(Host) The health care debate at the Statehouse is taking a partisan turn as the House gets ready to consider the Governor’s plan.
Republican leaders say the bill is being rushed through the Legislature. But the Democrats argue the Republicans are trying to "sabotage" health care reform in Vermont.
VPR’s Bob Kinzel reports.
(Kinzel) There’s a good possibility that the major health care initiative of the session will be on the House floor next week for debate.
The bill creates a consumer marketplace exchange and it requires individuals and businesses with fewer than 50 employees to purchase their policies through the Exchange.
The legislation also gives the Green Mountain Care Board new regulatory authority to oversee health care in Vermont.
Don Turner is the House Minority leader. He thinks things are moving much too fast and he says Vermont’s Exchange doesn’t need to be up and operating until January of 2014.
(Turner) "In reality we have another year to do it and with so many unanswered questions what’s the rush? Why do we need to do that?"
(Kinzel) Franklin senator Randy Brock thinks there’s another reason to postpone consideration of this bill and his concerns could emerge as a key issue in his campaign for governor.
Brock says it’s a mistake for the Legislature to spend a lot of time creating an Exchange when the U.S. Supreme Court could rule that the President’s health care plan is unconstitutional. That decision is expected in June.
(Brock) "If that law is struck down or significant portions of it are altered by the Court’s decision, the entire single payer movement here in Vermont could be affected. We are dependent upon federal subsidies or money coming out of the Affordable Care Act. If that doesn’t happen then we’re going to need to start at square one."
(Kinzel) House Speaker Shap Smith says it’s critical to pass the bill this year and he says he’s not going to allow speculation over the Supreme Court’s decision to delay action in Vermont.

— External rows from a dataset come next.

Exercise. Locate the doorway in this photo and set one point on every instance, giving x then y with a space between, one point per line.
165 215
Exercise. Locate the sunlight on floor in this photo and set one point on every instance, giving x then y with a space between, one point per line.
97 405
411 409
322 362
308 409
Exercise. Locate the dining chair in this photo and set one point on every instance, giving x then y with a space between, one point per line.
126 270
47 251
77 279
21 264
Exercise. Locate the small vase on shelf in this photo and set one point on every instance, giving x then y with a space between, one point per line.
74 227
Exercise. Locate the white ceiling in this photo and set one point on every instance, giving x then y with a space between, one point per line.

(Smith) "I don’t want to be rushing next session to put an Exchange in place and if it turns out that the Supreme Court overturns the law then we’ll move forward with other things but we need to do the right thing under the current law."

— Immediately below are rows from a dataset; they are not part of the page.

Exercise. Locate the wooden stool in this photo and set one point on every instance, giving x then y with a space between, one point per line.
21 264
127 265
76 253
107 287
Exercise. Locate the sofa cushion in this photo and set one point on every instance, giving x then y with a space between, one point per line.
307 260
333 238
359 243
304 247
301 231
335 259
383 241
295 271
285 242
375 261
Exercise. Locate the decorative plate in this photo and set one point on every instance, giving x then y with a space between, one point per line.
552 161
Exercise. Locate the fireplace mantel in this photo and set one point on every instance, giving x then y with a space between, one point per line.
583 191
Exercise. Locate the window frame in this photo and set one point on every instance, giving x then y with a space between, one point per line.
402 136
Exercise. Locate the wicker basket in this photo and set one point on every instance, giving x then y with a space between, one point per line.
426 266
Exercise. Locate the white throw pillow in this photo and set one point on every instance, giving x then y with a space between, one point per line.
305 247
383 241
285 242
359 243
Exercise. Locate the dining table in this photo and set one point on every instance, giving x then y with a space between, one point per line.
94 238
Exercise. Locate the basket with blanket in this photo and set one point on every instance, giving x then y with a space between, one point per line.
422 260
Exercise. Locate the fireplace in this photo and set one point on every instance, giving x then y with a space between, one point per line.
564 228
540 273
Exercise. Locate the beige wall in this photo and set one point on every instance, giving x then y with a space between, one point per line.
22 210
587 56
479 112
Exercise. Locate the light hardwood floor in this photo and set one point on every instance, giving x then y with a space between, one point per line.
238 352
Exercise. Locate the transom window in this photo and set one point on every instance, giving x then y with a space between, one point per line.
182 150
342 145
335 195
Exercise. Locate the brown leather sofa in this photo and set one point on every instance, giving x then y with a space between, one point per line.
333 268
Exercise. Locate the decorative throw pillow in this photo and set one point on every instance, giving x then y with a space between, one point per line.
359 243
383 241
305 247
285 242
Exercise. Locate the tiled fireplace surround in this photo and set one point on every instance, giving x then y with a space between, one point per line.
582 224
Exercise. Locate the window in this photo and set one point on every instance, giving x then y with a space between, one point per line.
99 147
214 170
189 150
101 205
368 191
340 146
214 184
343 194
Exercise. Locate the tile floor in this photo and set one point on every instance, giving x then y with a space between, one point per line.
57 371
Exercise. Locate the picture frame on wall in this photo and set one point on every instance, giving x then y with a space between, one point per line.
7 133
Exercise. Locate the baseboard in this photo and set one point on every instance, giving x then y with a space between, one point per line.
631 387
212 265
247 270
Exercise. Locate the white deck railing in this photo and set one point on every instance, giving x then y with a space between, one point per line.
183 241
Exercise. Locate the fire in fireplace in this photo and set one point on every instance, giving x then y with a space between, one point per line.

(Kinzel) Senate President John Campbell says it’s clear that the Republicans don’t like this bill and that they’ll do anything to try to derail it.
(Campbell) "We are the state of Vermont and we are not going to sit back based on what I consider to be political ploys on the part of individuals who are just trying to sabotage a health care system of this nature from going into place."
(Kinzel) The legislation still needs to be reviewed by the House Appropriations committee and it could be on the floor for debate as early as next Thursday.
For VPR News, I’m Bob Kinzel in Montpelier.